エアコンがついていない部室の空気はいつもどこか淀んでいる。白梅は小さな窓を全開にして風が通るのを待っていると、明星は手元のパンフレットを捲りながらぽつりと零した。
「文芸部は合宿とかあるの?」
「んー……特に無いわね。文化部って、あまり合宿のイメージが無いし」
「そっか。じゃあさ、良かったらここで合同合宿しない?」
す、と差し出されたパンフレットには、古民家をリノベーションしたというレンタルスペースが掲載されていた。

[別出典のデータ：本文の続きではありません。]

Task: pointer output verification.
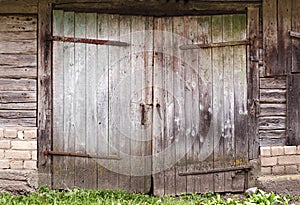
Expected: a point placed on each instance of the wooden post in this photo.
(44, 92)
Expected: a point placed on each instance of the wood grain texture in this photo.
(44, 92)
(295, 41)
(270, 36)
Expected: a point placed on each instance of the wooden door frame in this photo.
(45, 84)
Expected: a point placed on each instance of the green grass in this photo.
(46, 196)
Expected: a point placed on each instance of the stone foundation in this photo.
(280, 169)
(18, 159)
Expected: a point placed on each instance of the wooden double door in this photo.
(149, 104)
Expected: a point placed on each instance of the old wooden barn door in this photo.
(139, 98)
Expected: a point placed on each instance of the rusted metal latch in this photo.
(294, 34)
(213, 45)
(88, 41)
(48, 152)
(245, 168)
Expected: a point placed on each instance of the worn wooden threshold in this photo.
(213, 171)
(213, 45)
(88, 41)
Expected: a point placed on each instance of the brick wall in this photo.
(280, 160)
(18, 159)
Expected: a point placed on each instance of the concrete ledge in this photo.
(287, 184)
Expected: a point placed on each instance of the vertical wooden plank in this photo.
(158, 115)
(169, 100)
(270, 37)
(295, 42)
(137, 102)
(124, 90)
(114, 99)
(69, 117)
(229, 137)
(148, 96)
(240, 99)
(58, 101)
(91, 85)
(44, 92)
(80, 98)
(102, 102)
(218, 102)
(294, 110)
(253, 80)
(179, 117)
(284, 40)
(206, 145)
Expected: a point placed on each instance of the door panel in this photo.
(98, 93)
(202, 95)
(153, 101)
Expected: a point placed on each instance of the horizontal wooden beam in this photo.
(227, 169)
(88, 41)
(213, 45)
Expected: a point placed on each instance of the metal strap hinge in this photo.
(72, 154)
(88, 41)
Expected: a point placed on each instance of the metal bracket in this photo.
(48, 152)
(245, 168)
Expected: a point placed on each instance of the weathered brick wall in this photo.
(18, 159)
(280, 160)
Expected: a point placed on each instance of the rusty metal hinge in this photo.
(245, 168)
(294, 34)
(213, 45)
(88, 41)
(48, 152)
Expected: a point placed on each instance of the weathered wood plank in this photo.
(269, 123)
(17, 114)
(18, 96)
(24, 122)
(10, 72)
(272, 96)
(18, 36)
(206, 146)
(19, 23)
(241, 101)
(218, 102)
(44, 89)
(253, 80)
(284, 40)
(273, 110)
(272, 133)
(18, 106)
(294, 110)
(114, 98)
(69, 91)
(24, 47)
(159, 107)
(102, 102)
(80, 99)
(272, 141)
(15, 61)
(18, 84)
(18, 7)
(179, 117)
(273, 83)
(229, 93)
(59, 168)
(91, 85)
(170, 100)
(270, 37)
(295, 42)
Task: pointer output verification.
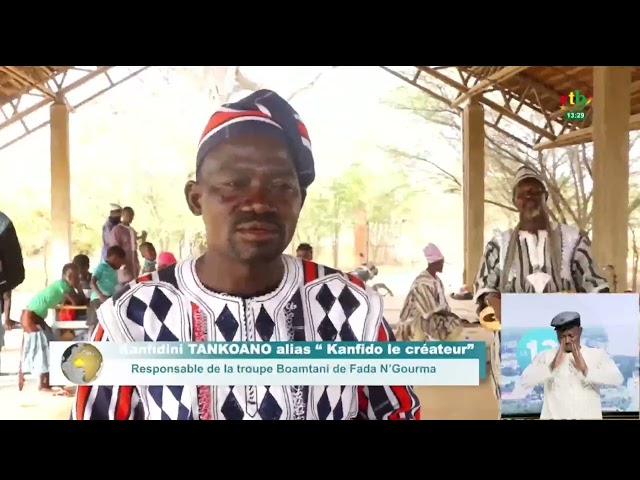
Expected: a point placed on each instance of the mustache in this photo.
(268, 218)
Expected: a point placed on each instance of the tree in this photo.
(567, 172)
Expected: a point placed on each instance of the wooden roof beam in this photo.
(584, 135)
(497, 77)
(446, 101)
(28, 81)
(16, 117)
(498, 108)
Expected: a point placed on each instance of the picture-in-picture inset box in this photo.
(585, 366)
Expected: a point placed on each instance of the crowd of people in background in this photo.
(78, 293)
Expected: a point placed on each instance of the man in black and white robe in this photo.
(537, 256)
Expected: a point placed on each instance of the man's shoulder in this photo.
(4, 222)
(313, 271)
(594, 352)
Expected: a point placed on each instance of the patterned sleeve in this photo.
(585, 271)
(386, 402)
(488, 277)
(104, 402)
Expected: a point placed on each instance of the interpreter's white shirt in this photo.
(568, 394)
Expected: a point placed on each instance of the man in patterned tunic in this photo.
(253, 167)
(537, 256)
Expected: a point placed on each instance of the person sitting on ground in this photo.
(84, 265)
(426, 315)
(104, 282)
(148, 253)
(70, 314)
(38, 334)
(166, 259)
(463, 294)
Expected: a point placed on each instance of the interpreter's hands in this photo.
(557, 360)
(578, 359)
(493, 300)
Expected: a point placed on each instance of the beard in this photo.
(534, 212)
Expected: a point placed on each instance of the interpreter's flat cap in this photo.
(566, 320)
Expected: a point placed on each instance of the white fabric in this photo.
(291, 299)
(568, 394)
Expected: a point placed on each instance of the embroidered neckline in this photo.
(288, 274)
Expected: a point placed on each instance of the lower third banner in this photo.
(268, 363)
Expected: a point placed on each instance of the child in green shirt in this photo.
(37, 333)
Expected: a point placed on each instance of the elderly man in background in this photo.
(11, 271)
(115, 213)
(537, 256)
(125, 236)
(426, 315)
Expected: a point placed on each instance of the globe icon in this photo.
(81, 363)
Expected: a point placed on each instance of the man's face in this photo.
(115, 261)
(249, 197)
(570, 336)
(529, 198)
(305, 253)
(127, 216)
(72, 276)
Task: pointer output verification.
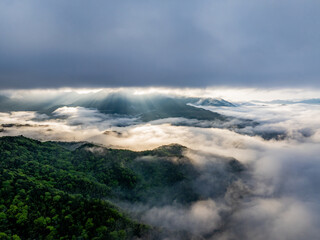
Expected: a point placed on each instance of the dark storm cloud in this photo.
(159, 43)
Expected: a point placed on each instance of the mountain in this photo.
(52, 190)
(146, 107)
(214, 102)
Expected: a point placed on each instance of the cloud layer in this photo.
(151, 43)
(277, 198)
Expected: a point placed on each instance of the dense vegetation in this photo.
(52, 190)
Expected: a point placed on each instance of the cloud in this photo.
(277, 196)
(181, 43)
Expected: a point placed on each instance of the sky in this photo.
(232, 43)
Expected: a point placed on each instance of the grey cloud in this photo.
(151, 43)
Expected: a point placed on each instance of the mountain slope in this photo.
(56, 190)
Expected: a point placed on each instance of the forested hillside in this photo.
(49, 191)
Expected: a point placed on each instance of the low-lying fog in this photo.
(283, 173)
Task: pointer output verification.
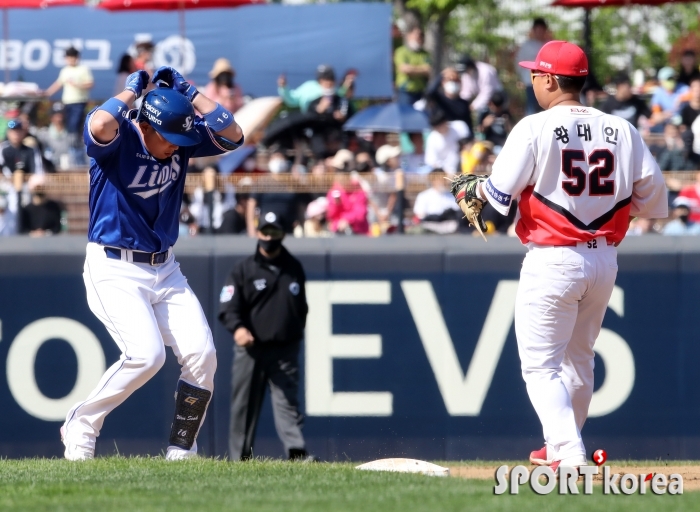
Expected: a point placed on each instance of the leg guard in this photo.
(190, 405)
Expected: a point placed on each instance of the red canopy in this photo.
(37, 4)
(590, 4)
(169, 5)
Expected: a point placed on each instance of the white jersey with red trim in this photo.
(578, 174)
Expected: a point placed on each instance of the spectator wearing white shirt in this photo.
(539, 34)
(479, 81)
(76, 81)
(442, 145)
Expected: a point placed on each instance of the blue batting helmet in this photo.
(171, 115)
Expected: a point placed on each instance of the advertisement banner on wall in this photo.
(261, 41)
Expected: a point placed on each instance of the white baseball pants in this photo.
(144, 308)
(561, 301)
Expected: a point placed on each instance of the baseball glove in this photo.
(464, 191)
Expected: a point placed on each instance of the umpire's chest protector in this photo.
(274, 297)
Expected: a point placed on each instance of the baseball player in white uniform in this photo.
(579, 176)
(138, 164)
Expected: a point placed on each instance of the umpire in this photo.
(263, 304)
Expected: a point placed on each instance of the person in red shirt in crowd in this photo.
(692, 194)
(347, 207)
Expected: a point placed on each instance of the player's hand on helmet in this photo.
(166, 76)
(136, 82)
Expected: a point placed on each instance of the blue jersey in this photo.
(135, 199)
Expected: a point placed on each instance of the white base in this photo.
(405, 466)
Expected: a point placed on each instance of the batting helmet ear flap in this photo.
(171, 115)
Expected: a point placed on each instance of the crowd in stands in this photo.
(378, 182)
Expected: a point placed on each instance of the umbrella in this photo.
(27, 4)
(391, 117)
(172, 5)
(254, 116)
(589, 4)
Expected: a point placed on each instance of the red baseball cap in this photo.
(559, 58)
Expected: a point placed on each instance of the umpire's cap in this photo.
(171, 115)
(272, 219)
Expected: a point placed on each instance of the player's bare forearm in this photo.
(203, 104)
(103, 125)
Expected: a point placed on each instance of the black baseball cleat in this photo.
(297, 455)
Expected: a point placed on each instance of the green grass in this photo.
(144, 484)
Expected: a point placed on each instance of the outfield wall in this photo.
(410, 351)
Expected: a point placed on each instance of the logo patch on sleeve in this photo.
(499, 196)
(294, 288)
(226, 293)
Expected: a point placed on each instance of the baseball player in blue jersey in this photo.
(138, 163)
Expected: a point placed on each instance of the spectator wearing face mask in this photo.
(443, 93)
(7, 218)
(56, 140)
(347, 206)
(222, 87)
(689, 67)
(681, 223)
(412, 64)
(435, 207)
(690, 113)
(234, 219)
(208, 203)
(42, 216)
(666, 100)
(672, 155)
(76, 81)
(539, 35)
(479, 82)
(496, 123)
(442, 145)
(302, 96)
(127, 65)
(315, 224)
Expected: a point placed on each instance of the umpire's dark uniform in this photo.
(268, 297)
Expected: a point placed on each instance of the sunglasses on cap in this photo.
(272, 231)
(534, 74)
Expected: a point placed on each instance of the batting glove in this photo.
(166, 76)
(136, 82)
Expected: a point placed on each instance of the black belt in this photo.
(152, 258)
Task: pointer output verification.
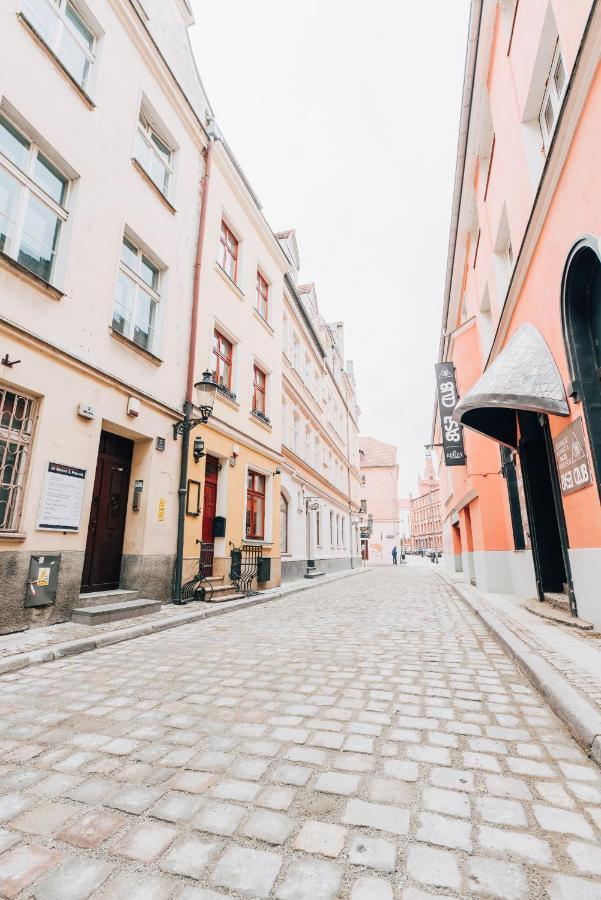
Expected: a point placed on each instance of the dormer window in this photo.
(553, 98)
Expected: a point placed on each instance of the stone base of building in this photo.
(295, 569)
(151, 576)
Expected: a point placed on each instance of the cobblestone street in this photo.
(365, 740)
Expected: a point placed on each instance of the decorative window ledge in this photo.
(155, 360)
(27, 275)
(13, 536)
(140, 168)
(263, 321)
(229, 281)
(229, 395)
(57, 62)
(262, 418)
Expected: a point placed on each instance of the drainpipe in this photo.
(188, 402)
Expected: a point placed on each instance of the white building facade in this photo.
(319, 502)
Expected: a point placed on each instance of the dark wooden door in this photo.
(209, 507)
(102, 564)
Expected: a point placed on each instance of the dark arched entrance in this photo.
(581, 316)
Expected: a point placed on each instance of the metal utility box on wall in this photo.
(219, 526)
(42, 580)
(264, 569)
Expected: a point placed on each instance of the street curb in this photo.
(84, 645)
(580, 716)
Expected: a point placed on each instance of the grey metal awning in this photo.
(523, 376)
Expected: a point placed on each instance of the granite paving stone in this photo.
(364, 740)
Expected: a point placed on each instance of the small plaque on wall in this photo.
(193, 498)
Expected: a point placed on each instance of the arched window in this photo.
(581, 315)
(283, 524)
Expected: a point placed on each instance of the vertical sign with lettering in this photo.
(452, 432)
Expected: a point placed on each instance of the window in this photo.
(32, 202)
(222, 360)
(552, 98)
(63, 29)
(283, 524)
(262, 297)
(228, 252)
(153, 154)
(136, 304)
(17, 415)
(259, 384)
(255, 506)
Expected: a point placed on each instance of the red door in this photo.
(209, 508)
(104, 546)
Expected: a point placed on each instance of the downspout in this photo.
(188, 402)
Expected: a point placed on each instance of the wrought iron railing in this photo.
(199, 587)
(245, 564)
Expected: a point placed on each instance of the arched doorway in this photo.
(581, 315)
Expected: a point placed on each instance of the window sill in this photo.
(266, 425)
(155, 360)
(13, 536)
(25, 273)
(55, 59)
(263, 321)
(229, 281)
(227, 400)
(155, 187)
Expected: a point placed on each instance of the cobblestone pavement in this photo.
(575, 655)
(364, 740)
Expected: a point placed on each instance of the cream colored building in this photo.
(319, 502)
(235, 486)
(101, 160)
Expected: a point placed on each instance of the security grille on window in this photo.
(136, 304)
(32, 202)
(17, 414)
(153, 154)
(63, 29)
(552, 99)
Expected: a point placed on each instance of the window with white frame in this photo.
(62, 27)
(138, 294)
(17, 418)
(153, 153)
(552, 98)
(32, 202)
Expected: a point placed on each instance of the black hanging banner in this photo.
(452, 432)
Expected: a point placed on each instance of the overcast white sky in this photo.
(344, 115)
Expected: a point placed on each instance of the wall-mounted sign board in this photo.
(572, 459)
(62, 498)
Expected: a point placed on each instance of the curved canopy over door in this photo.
(523, 376)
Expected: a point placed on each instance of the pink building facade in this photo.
(522, 306)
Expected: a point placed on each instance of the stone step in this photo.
(101, 598)
(114, 612)
(559, 601)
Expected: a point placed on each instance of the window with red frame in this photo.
(259, 384)
(262, 296)
(228, 251)
(222, 360)
(255, 506)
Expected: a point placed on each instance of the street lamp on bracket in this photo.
(206, 390)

「ここ親戚がやってるんだけどさ、正式なオープンはまだ先だから試しに泊っていいって言われてて。山の方にあるから天体観測しに行こうかなーて思ってるんだけど、文芸部的にはどう? ほら”夏は夜”、て言うじゃん」
理系一辺倒だった明星の口から告げられた意外な引用に、白梅は僅かに目を見開いた。そしてパンフレットに記載された縁側の写真を眺め、その厳かな和の雰囲気に自然と心が惹かれた。
明星は真っすぐに白梅の顔を見ながら返答を待っている。その視線に気恥しさを覚えつつ、白梅は少し赤くなった顔を逸らしてぶっきらぼうに告げた。